とはいっても「売り物」はありません。5旅館が共通して持っているものは何だと考えたとき、「温泉」ということになったものの、徳島県には温泉がないというのが当時の一般常識でした。
大歩危・祖谷温泉郷として売っていこうと決めて、パンフレットをつくりセールスに回りましたが、反応はまったくありませんでした。。ただ、ある大阪のバス会社が高速バスを走らせるので、一緒に何かキャンペーンをしないかという話をいただき、これが温泉郷の売り出しのきっかけとなり、JTBとANAがコラボした旅行商品造成に広がりました。
03年には国土交通省と吉本興業が手を組み「温泉観光グランプリ」を募集することになり、それに手を上げたら全国105カ所の中からグランプリを受賞し、西日本で大歩危・祖谷温泉郷は認識していただけるようになりました。
地元とのつながりも重視し、冬まつりや地元にお金が落ちる地域通貨をつくったりしたほか、地域の人と一緒に健康ウォークやJR「大歩危駅」への植樹・清掃、そして次世代の若手の育成を行っています。
―あしずり温泉郷として、この10年を振り返っていかがですか。
武政 足摺は団体主導型で瀬戸大橋、明石海峡大橋、しまなみ海道ができるたびにお客様は増え、93年には100万人が来られました。

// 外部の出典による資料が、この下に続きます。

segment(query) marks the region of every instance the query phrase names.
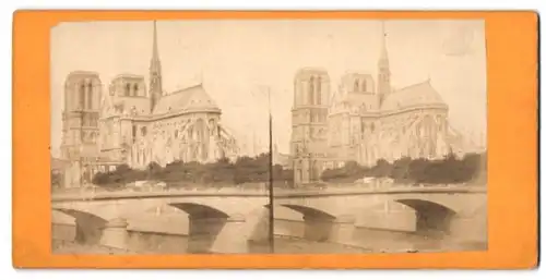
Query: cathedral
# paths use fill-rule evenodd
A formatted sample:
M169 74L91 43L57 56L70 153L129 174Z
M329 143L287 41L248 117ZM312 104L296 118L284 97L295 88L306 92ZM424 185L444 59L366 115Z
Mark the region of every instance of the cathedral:
M448 106L424 81L391 87L382 28L377 78L346 73L335 94L322 69L301 69L294 80L290 155L297 184L317 182L323 170L347 161L371 167L379 159L436 159L459 153L461 136L448 123Z
M75 71L64 84L61 157L71 162L64 186L80 186L119 165L213 162L239 153L221 124L222 111L202 84L166 93L154 22L150 86L144 76L120 74L103 93L97 73Z

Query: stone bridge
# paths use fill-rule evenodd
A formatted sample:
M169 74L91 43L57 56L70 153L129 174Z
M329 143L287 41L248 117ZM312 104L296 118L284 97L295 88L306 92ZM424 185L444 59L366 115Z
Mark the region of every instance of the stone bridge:
M186 235L189 253L249 253L248 243L264 242L269 228L265 190L54 194L52 210L54 239L72 223L74 241L116 248L127 248L128 231L147 228ZM274 218L275 235L313 242L366 247L373 245L366 235L383 231L486 242L487 192L461 185L278 188Z

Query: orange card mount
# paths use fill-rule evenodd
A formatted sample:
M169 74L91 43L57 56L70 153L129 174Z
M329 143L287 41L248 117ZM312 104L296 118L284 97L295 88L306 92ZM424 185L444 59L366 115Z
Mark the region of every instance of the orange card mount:
M13 264L533 268L537 35L533 12L17 11Z

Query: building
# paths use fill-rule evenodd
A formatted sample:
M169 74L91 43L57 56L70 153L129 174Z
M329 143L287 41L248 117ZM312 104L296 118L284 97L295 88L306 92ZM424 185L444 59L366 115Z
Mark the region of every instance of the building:
M104 93L97 73L69 74L61 154L72 166L66 186L82 185L123 163L143 169L153 161L211 162L238 154L203 84L164 92L155 22L149 82L146 88L144 76L119 74Z
M294 80L290 155L294 183L320 179L327 163L330 78L322 69L302 69Z
M324 169L347 161L375 166L379 159L460 151L461 135L450 127L448 105L430 81L392 88L384 27L382 35L377 78L346 73L331 95L324 70L296 74L290 141L296 184L320 181Z

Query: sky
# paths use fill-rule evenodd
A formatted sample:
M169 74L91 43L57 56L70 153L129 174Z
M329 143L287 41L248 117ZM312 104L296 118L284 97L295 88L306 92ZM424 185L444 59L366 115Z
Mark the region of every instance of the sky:
M453 127L475 142L487 125L483 21L384 21L391 84L430 80L449 106ZM63 85L72 71L99 73L103 93L114 76L143 75L149 84L153 22L73 22L51 31L51 147L60 154ZM273 138L288 151L294 75L328 71L331 88L351 71L377 77L381 22L369 20L158 21L167 93L202 83L222 109L222 123L241 145L268 148L268 97ZM269 90L268 90L269 89ZM331 93L333 94L333 92Z

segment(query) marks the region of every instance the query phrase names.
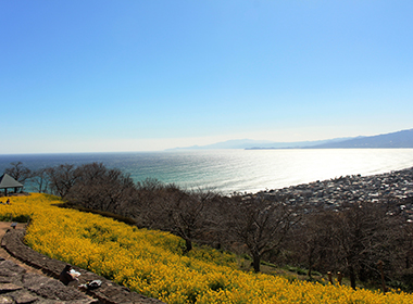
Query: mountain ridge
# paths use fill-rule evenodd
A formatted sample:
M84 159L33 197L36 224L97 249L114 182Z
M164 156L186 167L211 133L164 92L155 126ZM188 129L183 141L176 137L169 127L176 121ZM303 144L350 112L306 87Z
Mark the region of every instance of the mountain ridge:
M191 145L167 149L182 150L213 150L213 149L370 149L370 148L413 148L413 129L400 130L376 136L358 136L333 138L314 141L274 142L270 140L233 139L206 145Z

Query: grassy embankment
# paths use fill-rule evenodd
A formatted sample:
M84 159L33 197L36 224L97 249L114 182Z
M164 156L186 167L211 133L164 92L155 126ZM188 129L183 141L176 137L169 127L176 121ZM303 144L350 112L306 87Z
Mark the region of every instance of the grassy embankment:
M196 248L166 232L137 229L96 214L59 208L61 201L34 193L0 205L0 220L30 218L34 250L102 275L166 303L413 303L413 295L383 295L347 286L311 283L239 270L233 254Z

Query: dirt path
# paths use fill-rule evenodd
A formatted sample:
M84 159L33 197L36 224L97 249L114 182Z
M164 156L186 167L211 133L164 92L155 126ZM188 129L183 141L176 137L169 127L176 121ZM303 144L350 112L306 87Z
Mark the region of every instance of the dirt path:
M5 231L8 229L12 229L11 228L11 223L10 221L0 221L0 240L3 238ZM25 224L17 224L17 226L15 227L15 229L22 229L24 230L25 229ZM12 261L14 262L15 264L22 266L23 268L25 268L28 273L33 273L33 274L38 274L38 275L42 275L45 276L45 274L39 270L39 269L36 269L36 268L33 268L30 266L28 266L27 264L24 264L22 261L11 256L2 246L0 246L0 257L3 257L4 259L9 259L9 261Z

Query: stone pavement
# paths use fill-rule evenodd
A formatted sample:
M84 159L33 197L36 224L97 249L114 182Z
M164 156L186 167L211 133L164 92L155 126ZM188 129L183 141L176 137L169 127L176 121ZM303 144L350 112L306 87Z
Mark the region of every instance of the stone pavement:
M10 224L9 224L10 225ZM73 267L80 273L79 283L101 280L102 286L96 290L77 290L66 287L58 280L66 263L49 258L23 244L24 229L8 229L1 240L2 251L9 258L1 257L0 252L0 304L24 303L104 303L104 304L162 304L163 302L146 297L127 288L118 286L93 273ZM17 265L24 262L25 265ZM28 265L28 266L26 266ZM22 266L25 266L23 268ZM42 275L39 275L41 273ZM48 277L46 277L46 276Z
M0 257L0 303L91 304L99 301L55 279L28 273L14 262Z

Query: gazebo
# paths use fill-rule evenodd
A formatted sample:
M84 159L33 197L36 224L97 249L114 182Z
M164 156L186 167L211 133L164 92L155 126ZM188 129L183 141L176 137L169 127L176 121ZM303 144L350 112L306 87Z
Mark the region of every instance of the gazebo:
M4 189L4 197L8 195L9 188L14 188L14 193L16 193L18 188L23 189L23 183L18 182L13 177L4 173L0 177L0 189Z

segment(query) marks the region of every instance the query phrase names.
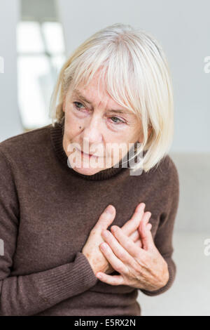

現在、足摺には30軒の宿泊施設があり、その中で温泉を利用しているのは10軒です。この10軒が中心になって観光客誘致に取り組んでいます。温泉は89年に掘削し、5年後の94年にあしずり温泉組合ができ、今年4月に一般社団法人あしずり温泉協議会として、新しいスタートを切りました。我々も若手育成としてあしずり応援団を組織しています。
団体型できた足摺ですが最近個人客が増え、個人客を視野に入れた取り組みの必要性を話し合っているときに、今回の連携の話をいただいた次第です。